Getting into the weeds about my budgeting process.
I'm still dealing with the consequences of moving from a timeliness/accuracy model of ordering to not so timely or accurate, but higher discount model. Still working out the kinks, though I'm beginning to get a handle on it. Over the course of the year, the higher discounts should make us more profitable.
I think.
We get an extra week for budgeting each month, The first three weeks divides almost all the large overhead costs (wages/rent/wages) and leaves the fourth week to pay down on whatever debt we might have accrued, or if no debt, a chance to order something we don't normally order.
Each quarter we get on fifth week, which helps even more.
I have spent four times as much money as normal this month on Pokemon and Magic, so I'm applying the fifth week to June, even though the accounting Tuesday falls on the first of July. (Tuesdays are when I do all my figuring.)
I budget week to week. It took years to arrive at this solution. Monthly was too long a stretch and daily is too short a stretch; weekly seems to be the right number to keep accurate track of both sales and budget.

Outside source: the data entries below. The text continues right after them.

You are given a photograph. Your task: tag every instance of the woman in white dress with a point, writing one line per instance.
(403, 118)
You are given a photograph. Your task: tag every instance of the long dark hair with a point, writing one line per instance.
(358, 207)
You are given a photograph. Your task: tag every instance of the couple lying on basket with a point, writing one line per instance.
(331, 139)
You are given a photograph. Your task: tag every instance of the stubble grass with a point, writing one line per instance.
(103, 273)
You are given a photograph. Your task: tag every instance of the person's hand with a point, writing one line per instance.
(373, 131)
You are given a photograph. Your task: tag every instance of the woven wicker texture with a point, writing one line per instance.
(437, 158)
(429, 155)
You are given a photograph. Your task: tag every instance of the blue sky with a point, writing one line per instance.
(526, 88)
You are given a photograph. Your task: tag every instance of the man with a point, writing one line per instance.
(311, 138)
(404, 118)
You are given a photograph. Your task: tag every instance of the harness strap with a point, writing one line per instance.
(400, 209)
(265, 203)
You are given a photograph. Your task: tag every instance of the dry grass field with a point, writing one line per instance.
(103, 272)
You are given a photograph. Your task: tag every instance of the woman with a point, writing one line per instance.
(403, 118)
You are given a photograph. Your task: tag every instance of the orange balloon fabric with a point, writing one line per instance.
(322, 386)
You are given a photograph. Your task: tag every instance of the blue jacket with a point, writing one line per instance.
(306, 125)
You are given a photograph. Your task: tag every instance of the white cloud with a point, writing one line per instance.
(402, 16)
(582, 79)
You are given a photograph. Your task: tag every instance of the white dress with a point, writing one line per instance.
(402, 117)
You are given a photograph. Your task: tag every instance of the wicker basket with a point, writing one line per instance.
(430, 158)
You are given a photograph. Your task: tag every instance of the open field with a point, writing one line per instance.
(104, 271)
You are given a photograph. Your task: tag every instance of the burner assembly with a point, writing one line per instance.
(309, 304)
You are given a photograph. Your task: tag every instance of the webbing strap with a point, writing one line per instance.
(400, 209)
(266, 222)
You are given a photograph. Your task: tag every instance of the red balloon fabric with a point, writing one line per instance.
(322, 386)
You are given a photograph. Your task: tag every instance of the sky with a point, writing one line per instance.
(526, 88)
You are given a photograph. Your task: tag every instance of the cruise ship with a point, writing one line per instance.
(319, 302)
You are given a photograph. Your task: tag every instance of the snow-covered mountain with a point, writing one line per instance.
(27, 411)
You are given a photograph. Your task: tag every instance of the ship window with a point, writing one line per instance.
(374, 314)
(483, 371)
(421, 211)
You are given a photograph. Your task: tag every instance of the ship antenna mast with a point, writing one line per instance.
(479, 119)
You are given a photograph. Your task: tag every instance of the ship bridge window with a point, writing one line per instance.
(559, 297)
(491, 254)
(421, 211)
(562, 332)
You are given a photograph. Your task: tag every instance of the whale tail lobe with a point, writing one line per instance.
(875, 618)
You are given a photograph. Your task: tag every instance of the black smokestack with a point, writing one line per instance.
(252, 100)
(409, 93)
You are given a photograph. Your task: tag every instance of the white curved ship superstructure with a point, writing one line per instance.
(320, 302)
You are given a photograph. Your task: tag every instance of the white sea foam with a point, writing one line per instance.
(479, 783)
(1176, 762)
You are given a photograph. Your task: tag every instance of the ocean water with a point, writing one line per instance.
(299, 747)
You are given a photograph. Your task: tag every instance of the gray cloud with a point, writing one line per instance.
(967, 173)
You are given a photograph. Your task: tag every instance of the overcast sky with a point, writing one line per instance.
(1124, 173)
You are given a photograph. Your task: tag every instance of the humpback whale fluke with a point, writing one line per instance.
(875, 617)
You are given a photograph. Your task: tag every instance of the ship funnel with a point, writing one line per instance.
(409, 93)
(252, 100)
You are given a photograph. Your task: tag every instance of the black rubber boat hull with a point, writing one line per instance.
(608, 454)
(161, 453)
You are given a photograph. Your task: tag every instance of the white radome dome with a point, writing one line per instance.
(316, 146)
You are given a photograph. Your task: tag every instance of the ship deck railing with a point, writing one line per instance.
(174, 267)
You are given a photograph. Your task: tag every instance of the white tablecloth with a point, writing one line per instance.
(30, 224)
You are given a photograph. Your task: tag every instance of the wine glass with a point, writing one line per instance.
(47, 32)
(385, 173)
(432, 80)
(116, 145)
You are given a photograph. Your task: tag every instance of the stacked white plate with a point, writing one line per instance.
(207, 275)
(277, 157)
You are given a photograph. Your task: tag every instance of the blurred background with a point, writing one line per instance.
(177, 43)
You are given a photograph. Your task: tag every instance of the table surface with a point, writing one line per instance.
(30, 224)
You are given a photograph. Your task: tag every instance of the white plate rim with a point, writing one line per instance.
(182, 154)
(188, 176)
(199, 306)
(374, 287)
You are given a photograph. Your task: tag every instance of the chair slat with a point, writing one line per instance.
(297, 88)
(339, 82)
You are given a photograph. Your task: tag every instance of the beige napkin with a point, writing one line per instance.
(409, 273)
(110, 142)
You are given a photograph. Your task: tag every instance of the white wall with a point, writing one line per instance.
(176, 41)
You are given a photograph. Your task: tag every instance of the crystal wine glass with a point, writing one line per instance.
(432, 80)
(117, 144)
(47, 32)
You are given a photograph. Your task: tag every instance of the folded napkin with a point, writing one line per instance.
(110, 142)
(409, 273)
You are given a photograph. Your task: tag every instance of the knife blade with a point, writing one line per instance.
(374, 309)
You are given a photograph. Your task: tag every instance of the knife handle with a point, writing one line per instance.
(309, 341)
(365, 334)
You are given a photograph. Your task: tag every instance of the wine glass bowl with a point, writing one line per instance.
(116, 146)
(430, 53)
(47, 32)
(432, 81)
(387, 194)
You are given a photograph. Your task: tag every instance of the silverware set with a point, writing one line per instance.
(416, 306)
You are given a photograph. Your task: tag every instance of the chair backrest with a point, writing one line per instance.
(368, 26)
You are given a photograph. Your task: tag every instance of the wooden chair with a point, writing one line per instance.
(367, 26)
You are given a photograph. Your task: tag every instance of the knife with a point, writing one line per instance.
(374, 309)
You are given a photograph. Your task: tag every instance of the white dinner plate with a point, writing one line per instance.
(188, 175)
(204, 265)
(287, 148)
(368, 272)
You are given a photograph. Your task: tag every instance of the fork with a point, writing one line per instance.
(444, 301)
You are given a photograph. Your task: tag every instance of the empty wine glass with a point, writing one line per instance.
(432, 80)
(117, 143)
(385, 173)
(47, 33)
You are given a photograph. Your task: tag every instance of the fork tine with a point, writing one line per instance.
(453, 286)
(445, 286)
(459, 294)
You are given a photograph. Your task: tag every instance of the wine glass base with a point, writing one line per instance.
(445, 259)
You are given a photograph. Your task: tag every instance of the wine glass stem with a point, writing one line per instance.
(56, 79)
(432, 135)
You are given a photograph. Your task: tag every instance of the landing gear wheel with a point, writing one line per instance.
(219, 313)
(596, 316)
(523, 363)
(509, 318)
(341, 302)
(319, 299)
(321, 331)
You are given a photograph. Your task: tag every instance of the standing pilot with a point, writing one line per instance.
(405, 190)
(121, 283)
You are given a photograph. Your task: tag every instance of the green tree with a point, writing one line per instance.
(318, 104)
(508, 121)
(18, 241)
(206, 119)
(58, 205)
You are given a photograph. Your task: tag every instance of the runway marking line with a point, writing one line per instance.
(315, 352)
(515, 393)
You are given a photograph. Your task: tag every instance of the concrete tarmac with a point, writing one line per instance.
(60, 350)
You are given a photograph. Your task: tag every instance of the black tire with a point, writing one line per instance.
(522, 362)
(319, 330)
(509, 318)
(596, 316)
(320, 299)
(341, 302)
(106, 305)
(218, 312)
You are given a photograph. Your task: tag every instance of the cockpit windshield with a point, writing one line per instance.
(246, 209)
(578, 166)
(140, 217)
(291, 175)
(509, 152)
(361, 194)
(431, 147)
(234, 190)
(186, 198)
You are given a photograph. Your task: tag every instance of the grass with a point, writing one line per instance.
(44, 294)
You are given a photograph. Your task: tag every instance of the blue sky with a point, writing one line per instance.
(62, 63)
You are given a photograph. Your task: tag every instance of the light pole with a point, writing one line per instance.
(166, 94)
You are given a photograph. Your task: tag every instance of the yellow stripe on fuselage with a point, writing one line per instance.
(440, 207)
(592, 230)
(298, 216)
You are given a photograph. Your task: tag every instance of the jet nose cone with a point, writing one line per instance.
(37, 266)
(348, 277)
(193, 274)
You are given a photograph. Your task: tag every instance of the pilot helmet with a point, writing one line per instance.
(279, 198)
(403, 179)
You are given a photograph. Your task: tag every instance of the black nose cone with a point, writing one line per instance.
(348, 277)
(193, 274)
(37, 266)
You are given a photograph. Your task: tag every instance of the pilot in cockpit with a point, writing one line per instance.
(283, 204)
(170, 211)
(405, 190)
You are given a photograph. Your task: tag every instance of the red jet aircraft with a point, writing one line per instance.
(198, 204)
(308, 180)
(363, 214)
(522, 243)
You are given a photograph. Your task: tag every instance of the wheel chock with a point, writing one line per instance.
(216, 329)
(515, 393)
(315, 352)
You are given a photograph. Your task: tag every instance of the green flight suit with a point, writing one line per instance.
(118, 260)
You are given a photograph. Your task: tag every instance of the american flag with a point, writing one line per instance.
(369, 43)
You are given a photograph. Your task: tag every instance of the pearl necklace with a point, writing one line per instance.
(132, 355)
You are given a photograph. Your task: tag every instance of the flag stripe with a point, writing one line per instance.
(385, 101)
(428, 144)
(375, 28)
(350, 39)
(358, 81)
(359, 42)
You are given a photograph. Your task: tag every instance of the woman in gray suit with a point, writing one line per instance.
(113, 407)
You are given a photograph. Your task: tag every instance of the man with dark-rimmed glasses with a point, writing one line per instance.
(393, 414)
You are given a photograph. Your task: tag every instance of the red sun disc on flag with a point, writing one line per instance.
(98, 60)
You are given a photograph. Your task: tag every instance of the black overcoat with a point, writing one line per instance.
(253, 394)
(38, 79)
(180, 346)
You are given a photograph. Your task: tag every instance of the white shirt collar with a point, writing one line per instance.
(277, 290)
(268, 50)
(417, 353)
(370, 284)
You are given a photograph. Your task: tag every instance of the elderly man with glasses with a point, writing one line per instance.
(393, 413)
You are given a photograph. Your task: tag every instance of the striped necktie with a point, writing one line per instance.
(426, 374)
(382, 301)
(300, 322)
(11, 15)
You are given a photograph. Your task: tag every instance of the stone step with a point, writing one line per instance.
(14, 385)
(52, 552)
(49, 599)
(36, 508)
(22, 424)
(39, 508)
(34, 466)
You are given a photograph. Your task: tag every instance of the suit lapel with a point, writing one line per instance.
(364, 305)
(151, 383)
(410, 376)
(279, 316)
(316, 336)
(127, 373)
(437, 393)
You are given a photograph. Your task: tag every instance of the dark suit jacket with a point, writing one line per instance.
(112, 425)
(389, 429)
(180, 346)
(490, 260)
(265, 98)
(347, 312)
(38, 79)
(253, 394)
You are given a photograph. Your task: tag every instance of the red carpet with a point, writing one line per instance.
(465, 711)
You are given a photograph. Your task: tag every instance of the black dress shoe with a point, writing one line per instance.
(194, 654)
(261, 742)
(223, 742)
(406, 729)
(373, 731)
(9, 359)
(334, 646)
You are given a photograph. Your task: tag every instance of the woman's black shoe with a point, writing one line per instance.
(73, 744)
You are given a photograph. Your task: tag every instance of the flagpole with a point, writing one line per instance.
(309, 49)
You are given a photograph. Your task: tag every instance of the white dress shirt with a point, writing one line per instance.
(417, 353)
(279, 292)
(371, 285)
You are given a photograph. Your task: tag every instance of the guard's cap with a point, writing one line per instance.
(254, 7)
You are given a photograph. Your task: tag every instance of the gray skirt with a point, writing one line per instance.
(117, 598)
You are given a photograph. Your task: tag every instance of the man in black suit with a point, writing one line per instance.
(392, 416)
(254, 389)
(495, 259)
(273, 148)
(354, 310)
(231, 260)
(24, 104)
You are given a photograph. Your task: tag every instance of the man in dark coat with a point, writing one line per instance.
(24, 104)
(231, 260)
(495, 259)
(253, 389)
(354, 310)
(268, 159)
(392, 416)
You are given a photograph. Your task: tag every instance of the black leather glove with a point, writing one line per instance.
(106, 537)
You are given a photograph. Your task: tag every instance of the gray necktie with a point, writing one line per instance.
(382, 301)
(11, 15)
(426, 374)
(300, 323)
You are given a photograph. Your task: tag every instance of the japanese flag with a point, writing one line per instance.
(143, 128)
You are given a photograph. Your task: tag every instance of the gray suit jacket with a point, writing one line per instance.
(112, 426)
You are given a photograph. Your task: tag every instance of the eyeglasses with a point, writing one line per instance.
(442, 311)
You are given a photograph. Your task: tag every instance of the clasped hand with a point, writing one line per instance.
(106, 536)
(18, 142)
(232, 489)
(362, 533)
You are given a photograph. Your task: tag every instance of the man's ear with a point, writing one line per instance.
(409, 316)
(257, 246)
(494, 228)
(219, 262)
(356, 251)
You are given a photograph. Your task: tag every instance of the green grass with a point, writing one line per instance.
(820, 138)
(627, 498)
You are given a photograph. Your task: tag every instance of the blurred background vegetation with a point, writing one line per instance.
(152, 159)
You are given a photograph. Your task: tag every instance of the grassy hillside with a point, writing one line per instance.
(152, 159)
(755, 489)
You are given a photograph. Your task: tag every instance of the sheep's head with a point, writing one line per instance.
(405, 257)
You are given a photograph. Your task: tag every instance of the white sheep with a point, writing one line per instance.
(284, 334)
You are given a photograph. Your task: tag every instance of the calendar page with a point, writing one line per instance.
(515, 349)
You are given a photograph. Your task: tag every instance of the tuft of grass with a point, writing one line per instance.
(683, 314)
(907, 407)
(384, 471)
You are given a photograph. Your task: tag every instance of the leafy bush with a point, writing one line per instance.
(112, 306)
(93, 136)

My budget is planned for when I make the orders not when the monies are due, so I have a lot of leeway, which I try not to abuse.
This week I skipped ordering books. This is almost the first time I've done this since I became a full bookstore.
It doesn't really matter because we've had huge shipments arrive yesterday and today and probably tomorrow. I can no longer keep track of when books will arrive, except from Ingram. They just keep flowing through the door.
So budgeting has really come down to doing a rolling average of what I spend. This is a change, because until now I've been matching spending to sales pretty accurately. Now that I'm ordering from five different sources for books, I can't really keep track of that. So the focus is on the budget. As long as I budget correctly, the rest should work out (assuming sales continue to be close to what they've been.)
Because of the skip week, I'm moving up my accounting on books to the actual week I order instead of the following week. I don't need to do this, but it does feel more like I'm top of things that way.
We've been rolling along selling books and cards, and we've turned some of our attention to back issue collectable comics, which we suddenly have a good supply of. As usual, whatever we turn our attention to gets a boost in sales. I finally feel like I have the two major legs of our store on a solid footing so I'm trying to get comics back to being a good solid third leg to the stool.
Anyone get this far? It fascinates me, if no one else.